Beto Guedes e Ronaldo Bastos fizeram, entre a segunda metade dos anos 1970 e a primeira dos 1980, canções que uniam o pop mais sofisticado e a simplicidade interiorana mais funda, ligada à terra — entre elas, sucessos como “Amor de índio”, “Lumiar” e “Sol de primavera”. Essas e outras menos conhecidas da dupla são revistas por Jussara Silveira em seu novo disco — com essa consciência do chão e do céu que as músicas carregam, como anuncia o nome do álbum, “Pedras que rolam, objetos luminosos” (Dubas) e a expressão que Bastos usa para se referir a ele, “galáxia sertão”.

A história do disco atravessa essas ideias que Jussara destaca. Desde a terra e o sertão (radicada na Bahia, Jussara nasceu em Minas, na mesma região onde Beto cresceu) até a amizade (o álbum diz muito da relação entre a cantora, Bastos, os músicos e produtores Sacha Amback e Marcelo Costa e os coprodutores Duda Mello e Leonel Pereda) e o infinito (onde miram não só as canções, mas também os arranjos de Amback).

PONTE PARA O SERTÃO

Objetivamente, “Pedras que rolam, objetos luminosos” nasceu do desejo que Jussara tinha há anos de fazer um disco com canções de Bastos. Com a ajuda de Pereda, ela chegou ao recorte de dez parcerias entre o letrista e Beto — marcadas sobretudo na cultuada trilogia “A página do relâmpago elétrico” (1977), “Amor de índio” (1978) e “Sol de primavera” (1979), álbuns iniciais de Beto, todos produzidos por Bastos. Sem perceber, Jussara (que, no disco, curiosamente toca o canto de Beto com sua voz) estava escavando num terreno muito pessoal: — Essas canções me levam para o sertão baiano, Vitória da Conquista (para onde se mudou ainda nova). É a cidade de Elomar, um artista que conversa com esse lado mais terra dessas canções, é a cidade dos meus pais. Cantar essas canções foi como uma psicanálise além da psicanálise, se libertar do lugar, uma libertação que tem a ver com a juventude.

A ideia de juventude ecoa pelo álbum. Ela está nas canções imbuídas desse sopro e assim marcadas no imaginário brasileiro — “Amor de índio” e “Sol de primavera” nas rodas de violão e nos discos circulando pelas mãos dos adolescentes, versos como “Sou um cão sem dono” e “Farrear até chegar Lumiar/ E depois deitar no sereno”. Também está nas fotos do encarte, com a cantora, os músicos e os compositores em registros de quando eram jovens. Mais que isso, a juventude se afirma nos arranjos, que carregam a ambição à la Clube da Esquina nas cordas e sopros, mas transpostas para uma sonoridade contemporânea — a ilustração mais poderosa disso talvez seja a forma como a introdução de “Lumiar” é tratada. Da mesma forma, músicas menos conhecidas soam como novidades.
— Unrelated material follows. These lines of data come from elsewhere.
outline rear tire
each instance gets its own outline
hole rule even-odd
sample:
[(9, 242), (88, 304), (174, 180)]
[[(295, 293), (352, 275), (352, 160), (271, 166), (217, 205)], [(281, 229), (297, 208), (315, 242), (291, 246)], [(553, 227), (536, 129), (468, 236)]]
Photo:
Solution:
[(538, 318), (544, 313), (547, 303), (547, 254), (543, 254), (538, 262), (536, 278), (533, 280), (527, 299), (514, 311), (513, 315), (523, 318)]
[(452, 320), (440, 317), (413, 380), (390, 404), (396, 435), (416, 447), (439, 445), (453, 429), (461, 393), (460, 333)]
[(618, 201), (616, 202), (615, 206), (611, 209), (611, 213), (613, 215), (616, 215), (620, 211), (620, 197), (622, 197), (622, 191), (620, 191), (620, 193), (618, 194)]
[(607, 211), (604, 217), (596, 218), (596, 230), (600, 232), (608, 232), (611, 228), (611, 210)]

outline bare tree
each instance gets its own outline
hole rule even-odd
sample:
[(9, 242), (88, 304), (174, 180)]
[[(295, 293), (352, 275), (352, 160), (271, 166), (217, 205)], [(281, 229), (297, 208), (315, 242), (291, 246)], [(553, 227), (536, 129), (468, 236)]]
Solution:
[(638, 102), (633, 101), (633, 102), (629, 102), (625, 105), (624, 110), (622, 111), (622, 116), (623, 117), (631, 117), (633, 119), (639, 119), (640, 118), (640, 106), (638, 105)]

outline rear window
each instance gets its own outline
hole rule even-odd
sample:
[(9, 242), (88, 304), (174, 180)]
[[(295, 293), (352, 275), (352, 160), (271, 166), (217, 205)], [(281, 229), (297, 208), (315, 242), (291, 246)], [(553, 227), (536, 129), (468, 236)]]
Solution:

— O lugar desse disco é o centro do Brasil, mas o centro do mundo também — diz Bastos, reforçando o olhar do CD, que mira o dentro e o fora, o chão e o céu. — Ouvindo o álbum, lembrei que falei em “motor da lenda” em “A página do relâmpago elétrico”. Nós do Clube da Esquina sabíamos o que estávamos fazendo algo grandioso. E que a recompensa não seria a fama, seria a lenda. Essas canções estão nesse lugar.